Cassie will be meeting and helping children from the region who have suffered from a range of afflictions. Keep up with her experiences in her blogs and video diaries.

October 2, 2007

Within my first hour in Cambodia, I identified a challenge that I am still struggling with -- beggars.

In the past I've rarely given money to people begging on the streets. I've always thought the poor in the United States have alternatives to begging. However, the widespread prevalence and context of begging in Cambodia forces me to reconsider my beliefs and actions.

Never before have people sought me out to beg like they do in Cambodia. As a foreigner, people assume I have money.

I live in a place where it is normal and almost expected for children and adults to approach you with outstretched hands. Some will ask for money while others mime putting food in their mouths. While begging has become commonplace for me, I still feel very conflicted about my role.

On the one hand I can give money. However, I'm not sure where the money will end up. Furthermore, I don't necessarily have the budget to sustain all the beggars I encounter. I recognize the urgency of hunger and the need for cash. However, I'm bothered by a lack of resolution to any long term problem and ultimate perpetuation of the beggar's circumstance.

On the other hand I could give food. I should make a habit of carrying crackers or something with me. Of course, there's always the problem that if you give one child something, you have to give every child something, as I learned in Siem Reap. After buying one little boy a sandwich, it seemed two more girls appeared at the next corner asking for something as well. In my experience it isn't possible to say yes to everyone.

To console my conflicted conscience, I often reason that the work I do everyday, dealing with orphans and vulnerable children, somehow absolves me from any obligation to beggars. Even as I write that, I know it is a copout. After all, the same kids who beg from me on the street could easily come to live at Homeland next month. Why should I treat them differently if they are living on the street or living at Homeland?

At the moment, I am very unresolved in my stance. This has led to inaction, which makes me equally discontent. As I sort through these contradictions, I look to the practices of others. In observing people's everyday practices, I catch glimpses of what working with orphans and vulnerable children looks like off the clock.

Among Cambodians, I've seen a variety of responses. Usually, if I'm in the vicinity, as the foreigner, a beggar will concentrate his or her energies on me instead of everyone else. Sometimes it seems beggars do not even bother inquiring to other Cambodians. Part of this is because one's neighbor isn't much better off. At other times, I do see fellow Cambodians dig into their pockets and give away a few hundred riel (about 5 cents).

Among foreigners, there seems to be a wide spectrum of responses. Some are surprisingly and unnecessarily stingy, refusing to even acknowledge the presence of a beggar. Others are exceedingly generous with their dollars.

I have a friend who will be in mid-bite and, without hesitation, offer whatever he is eating to someone on the street. The funny thing is, many people are not interested in what he is eating. Perhaps they do not like the type of food? Perhaps they would prefer not to eat someone's seconds? Either way, in his act of generosity people often turn him down allowing him to continue to munch away.

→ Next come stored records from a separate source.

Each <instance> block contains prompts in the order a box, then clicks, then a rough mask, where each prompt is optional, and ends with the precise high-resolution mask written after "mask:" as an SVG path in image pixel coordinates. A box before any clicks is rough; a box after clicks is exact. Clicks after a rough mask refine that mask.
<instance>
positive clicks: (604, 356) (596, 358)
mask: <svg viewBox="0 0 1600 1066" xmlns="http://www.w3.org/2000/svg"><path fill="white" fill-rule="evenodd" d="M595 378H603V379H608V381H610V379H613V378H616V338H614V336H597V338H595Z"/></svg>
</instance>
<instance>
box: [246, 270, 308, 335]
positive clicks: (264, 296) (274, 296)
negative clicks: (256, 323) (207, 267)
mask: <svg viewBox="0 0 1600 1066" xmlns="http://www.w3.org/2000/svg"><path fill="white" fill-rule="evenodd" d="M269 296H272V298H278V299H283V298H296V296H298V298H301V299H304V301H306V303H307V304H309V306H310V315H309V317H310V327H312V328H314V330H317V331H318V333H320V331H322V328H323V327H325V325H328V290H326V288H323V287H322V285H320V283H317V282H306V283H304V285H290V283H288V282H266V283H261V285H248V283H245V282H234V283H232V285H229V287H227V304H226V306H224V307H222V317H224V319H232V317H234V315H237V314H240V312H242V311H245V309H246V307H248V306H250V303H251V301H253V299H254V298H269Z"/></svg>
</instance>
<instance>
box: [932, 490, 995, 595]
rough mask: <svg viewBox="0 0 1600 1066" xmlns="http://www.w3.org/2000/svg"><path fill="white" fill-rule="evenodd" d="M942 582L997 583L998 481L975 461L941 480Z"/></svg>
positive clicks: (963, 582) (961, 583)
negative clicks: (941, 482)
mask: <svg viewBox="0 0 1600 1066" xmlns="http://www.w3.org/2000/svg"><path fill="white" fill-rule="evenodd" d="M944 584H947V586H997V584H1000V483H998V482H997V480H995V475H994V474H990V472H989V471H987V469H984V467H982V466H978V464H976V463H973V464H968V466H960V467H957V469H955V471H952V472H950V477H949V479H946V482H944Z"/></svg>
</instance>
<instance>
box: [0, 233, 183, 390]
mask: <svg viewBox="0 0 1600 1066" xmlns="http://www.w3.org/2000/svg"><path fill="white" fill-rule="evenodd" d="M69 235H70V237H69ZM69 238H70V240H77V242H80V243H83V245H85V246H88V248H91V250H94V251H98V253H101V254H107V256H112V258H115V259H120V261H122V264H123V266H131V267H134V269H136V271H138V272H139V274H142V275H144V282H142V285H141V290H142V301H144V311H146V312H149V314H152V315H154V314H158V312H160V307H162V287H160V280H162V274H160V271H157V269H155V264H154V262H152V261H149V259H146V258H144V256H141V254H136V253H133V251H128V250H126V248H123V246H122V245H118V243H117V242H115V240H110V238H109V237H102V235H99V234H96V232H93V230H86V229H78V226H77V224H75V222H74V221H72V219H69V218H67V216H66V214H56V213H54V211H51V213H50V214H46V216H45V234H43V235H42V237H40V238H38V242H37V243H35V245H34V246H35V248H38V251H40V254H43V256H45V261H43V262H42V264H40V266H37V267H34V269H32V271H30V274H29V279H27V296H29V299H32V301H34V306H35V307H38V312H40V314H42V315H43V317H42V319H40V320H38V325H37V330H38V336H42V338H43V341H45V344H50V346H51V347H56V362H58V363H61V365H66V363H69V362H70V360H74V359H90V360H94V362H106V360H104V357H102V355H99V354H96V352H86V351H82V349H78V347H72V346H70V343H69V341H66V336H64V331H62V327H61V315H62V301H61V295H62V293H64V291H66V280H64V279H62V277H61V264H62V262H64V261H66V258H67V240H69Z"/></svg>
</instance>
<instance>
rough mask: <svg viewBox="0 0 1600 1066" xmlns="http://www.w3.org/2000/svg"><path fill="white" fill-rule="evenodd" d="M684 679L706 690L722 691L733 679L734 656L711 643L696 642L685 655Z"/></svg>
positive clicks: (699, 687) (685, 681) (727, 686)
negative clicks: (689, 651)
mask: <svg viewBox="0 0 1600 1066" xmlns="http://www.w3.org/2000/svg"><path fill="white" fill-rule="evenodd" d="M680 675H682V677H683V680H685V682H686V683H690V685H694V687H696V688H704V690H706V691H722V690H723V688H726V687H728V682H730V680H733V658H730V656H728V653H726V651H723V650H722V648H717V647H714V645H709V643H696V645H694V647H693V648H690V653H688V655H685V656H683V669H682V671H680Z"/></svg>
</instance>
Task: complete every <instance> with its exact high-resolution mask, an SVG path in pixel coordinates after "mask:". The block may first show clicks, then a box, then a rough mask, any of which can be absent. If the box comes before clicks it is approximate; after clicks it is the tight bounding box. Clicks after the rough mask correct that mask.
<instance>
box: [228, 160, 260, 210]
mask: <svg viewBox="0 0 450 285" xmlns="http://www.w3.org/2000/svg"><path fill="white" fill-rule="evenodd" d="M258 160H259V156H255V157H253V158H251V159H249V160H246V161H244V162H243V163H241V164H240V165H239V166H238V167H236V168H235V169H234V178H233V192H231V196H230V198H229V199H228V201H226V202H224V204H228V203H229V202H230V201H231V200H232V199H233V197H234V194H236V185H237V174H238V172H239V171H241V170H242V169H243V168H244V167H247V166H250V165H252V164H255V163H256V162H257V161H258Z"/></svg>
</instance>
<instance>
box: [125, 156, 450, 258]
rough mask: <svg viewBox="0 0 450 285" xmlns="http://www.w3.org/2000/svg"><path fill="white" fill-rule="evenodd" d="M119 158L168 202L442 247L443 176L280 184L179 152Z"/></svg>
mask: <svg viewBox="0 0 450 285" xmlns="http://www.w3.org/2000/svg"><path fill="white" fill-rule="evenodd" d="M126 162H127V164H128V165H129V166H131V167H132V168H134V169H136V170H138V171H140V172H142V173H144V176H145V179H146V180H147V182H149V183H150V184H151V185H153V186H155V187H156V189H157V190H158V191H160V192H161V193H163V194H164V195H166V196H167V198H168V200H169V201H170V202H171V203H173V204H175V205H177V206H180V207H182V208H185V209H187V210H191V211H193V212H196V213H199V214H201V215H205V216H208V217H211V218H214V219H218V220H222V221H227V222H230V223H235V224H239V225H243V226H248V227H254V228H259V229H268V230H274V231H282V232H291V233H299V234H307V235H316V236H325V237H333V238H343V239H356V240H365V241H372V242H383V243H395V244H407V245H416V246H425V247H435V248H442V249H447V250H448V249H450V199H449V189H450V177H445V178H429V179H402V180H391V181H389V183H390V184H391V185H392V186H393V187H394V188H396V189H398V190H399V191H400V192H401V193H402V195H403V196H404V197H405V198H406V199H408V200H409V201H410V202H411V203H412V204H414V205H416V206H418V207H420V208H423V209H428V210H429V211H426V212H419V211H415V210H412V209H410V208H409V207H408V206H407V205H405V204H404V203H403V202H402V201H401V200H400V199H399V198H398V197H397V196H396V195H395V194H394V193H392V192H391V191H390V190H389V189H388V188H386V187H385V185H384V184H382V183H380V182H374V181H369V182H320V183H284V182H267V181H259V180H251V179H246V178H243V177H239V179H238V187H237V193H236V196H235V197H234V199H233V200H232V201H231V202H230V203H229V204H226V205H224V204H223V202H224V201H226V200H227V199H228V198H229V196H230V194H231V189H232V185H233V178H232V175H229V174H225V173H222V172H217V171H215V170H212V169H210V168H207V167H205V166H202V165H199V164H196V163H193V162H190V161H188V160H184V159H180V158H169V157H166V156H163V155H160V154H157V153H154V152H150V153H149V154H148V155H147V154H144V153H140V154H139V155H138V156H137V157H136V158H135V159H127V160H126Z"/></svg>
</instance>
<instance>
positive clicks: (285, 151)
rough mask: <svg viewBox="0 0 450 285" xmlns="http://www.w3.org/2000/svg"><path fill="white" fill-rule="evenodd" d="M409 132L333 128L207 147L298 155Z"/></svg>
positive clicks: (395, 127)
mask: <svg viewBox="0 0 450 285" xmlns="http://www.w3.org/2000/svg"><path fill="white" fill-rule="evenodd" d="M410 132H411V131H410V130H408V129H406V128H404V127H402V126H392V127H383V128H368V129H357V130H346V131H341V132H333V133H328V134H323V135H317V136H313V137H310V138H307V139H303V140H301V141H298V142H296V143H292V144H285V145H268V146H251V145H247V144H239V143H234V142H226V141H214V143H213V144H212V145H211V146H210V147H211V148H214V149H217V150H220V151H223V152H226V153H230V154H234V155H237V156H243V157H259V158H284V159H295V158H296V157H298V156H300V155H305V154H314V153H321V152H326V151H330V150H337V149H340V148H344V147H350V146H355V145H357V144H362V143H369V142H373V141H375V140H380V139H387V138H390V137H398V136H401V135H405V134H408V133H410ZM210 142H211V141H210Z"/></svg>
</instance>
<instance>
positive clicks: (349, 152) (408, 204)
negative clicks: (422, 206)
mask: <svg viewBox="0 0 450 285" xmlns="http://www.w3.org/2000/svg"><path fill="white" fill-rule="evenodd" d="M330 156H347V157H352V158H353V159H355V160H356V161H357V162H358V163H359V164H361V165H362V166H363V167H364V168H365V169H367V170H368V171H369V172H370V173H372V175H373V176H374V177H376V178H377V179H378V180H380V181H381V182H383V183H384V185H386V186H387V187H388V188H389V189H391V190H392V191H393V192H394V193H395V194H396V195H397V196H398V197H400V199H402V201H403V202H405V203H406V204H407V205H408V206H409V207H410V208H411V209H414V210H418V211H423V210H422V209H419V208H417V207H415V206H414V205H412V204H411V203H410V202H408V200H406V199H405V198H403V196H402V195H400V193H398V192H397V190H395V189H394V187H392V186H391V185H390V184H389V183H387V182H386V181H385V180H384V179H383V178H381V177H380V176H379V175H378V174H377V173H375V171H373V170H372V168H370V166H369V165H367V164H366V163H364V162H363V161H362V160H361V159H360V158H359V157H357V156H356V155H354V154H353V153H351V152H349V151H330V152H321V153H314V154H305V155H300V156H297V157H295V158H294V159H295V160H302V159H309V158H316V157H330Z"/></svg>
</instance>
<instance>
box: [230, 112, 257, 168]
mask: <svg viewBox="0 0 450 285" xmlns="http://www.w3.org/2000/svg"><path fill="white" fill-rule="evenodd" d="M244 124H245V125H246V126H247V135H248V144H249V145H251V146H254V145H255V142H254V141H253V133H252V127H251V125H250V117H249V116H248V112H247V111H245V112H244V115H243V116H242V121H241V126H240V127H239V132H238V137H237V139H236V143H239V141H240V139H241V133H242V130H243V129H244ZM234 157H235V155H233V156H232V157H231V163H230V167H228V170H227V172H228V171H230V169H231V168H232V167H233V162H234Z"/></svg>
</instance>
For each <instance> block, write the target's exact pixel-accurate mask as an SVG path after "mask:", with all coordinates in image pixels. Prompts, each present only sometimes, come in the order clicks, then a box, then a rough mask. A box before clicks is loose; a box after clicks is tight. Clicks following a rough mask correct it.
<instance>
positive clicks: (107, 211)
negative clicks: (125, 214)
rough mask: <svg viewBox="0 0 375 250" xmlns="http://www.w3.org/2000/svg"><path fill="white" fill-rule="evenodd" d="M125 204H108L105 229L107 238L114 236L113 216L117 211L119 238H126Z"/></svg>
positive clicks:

As idealistic as it sounds, I would much prefer imparting a skill or some lasting mechanism of social mobility to those I encounter in lieu of petty cash. Unfortunately, I don't know of any aside from cooperatively practicing English with any and every person who seeks me out.

In a country where 40 percent of the population lives below the poverty line, perhaps the best we can do is take what we have and share, be it cash, food or information. Somehow, that never works out to be enough.